Another school bus driver added, “We have already taken cuts. We are paying more out of pocket for our insurance. We have bus drivers who have two jobs and work eight hours a day. We have bus drivers who are the sole support of their families, so the cuts mean a lot. Top pay here is $18 per hour, but they reduced us to $13 for waiting time. If we do custodial work they bring us down to $13 per hour. We used to work eight hours a day during the summer doing custodial and garage work. To save on money they cut us down to six hours.”
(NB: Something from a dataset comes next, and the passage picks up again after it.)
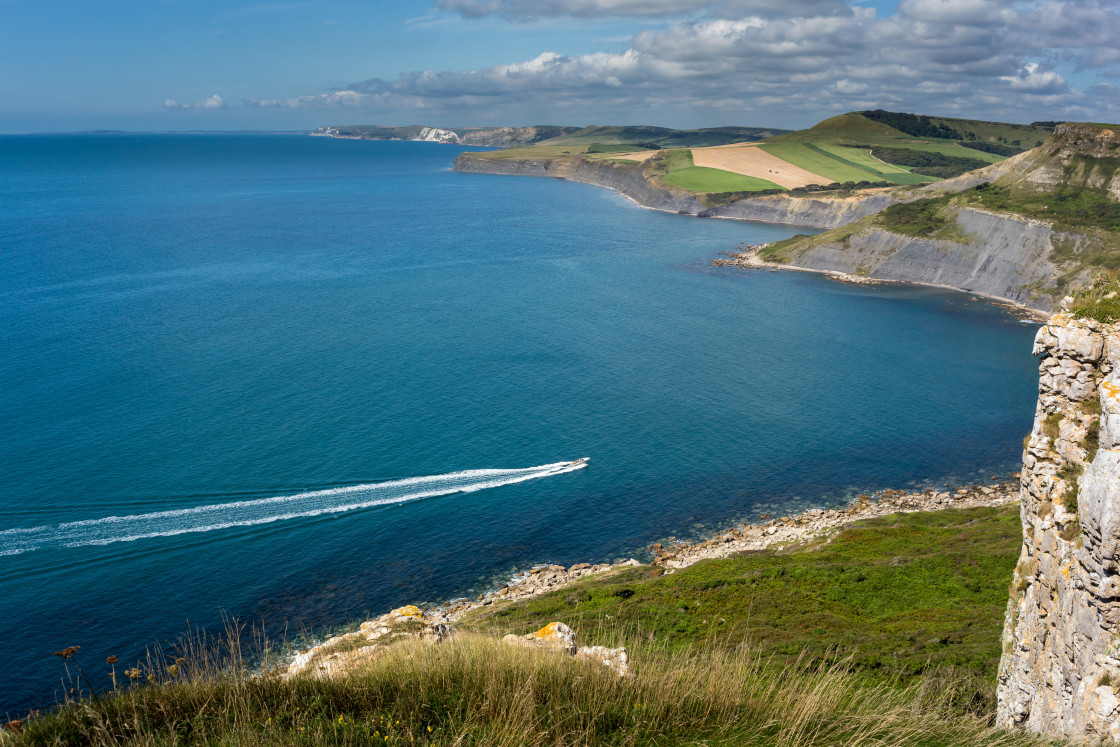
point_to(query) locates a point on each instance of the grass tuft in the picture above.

Kathryn Jenkins, a Ferndale resident, said, “I think what is happening here is terrible. The teachers do not deserve a pay cut. It is unfair to teachers and the students. What is the future… home schooling? Depending on what is happening I might not have sent my children here to Ferndale schools. These teachers really care and go above and beyond. I had two children graduate here and go to college. You have both Democrats and Republicans who are not interested in doing what is right. Everyone is getting their hands greased. The Congressman and Senators get free medical.”

A custodial worker with seven years added, “It’s both the Democrats and Republicans. It’s rich against the poor. It has been going downhill here for years. We have given up a ton of concessions over the last 10-15 years. I think we need to dig our feet in. People will take what you let them take.

“Charter schools seem like the next wave coming in. It is like what they are doing with privatizing bus drivers and custodians.”

Scott Collins, a social studies teacher at University High School, commented; “Knowledge is power. Education is one of the things that are most underfunded in the United States. What disturbs me the most is how much this is really the board’s issue. With all the cuts in education that have been carried out by the state, how much more can you cut back? We are losing quality teachers. Teachers are even flooding out of Troy, a district teachers used to look to in terms of quality.”

Collins was critical about the Obama administration’s education policies, “What confuses me about Race to the Top is that the testing metrics are all messed up. And I don’t like the appointment of Arne Duncan as education secretary. He’s not an educator, he’s a businessman.”

These sentiments were in sharp contrast with those of the officials from the UAW and MEA. Teachers’ bargaining representative Jason Gillespie ascribed the whole problem in Ferndale to Republican Governor Rick Snyder’s cut of the foundation grant funding, deliberately concealing the role of President Obama who, with the assistance of the unions, has spearheaded the assault on teachers and public education on behalf of corporate America.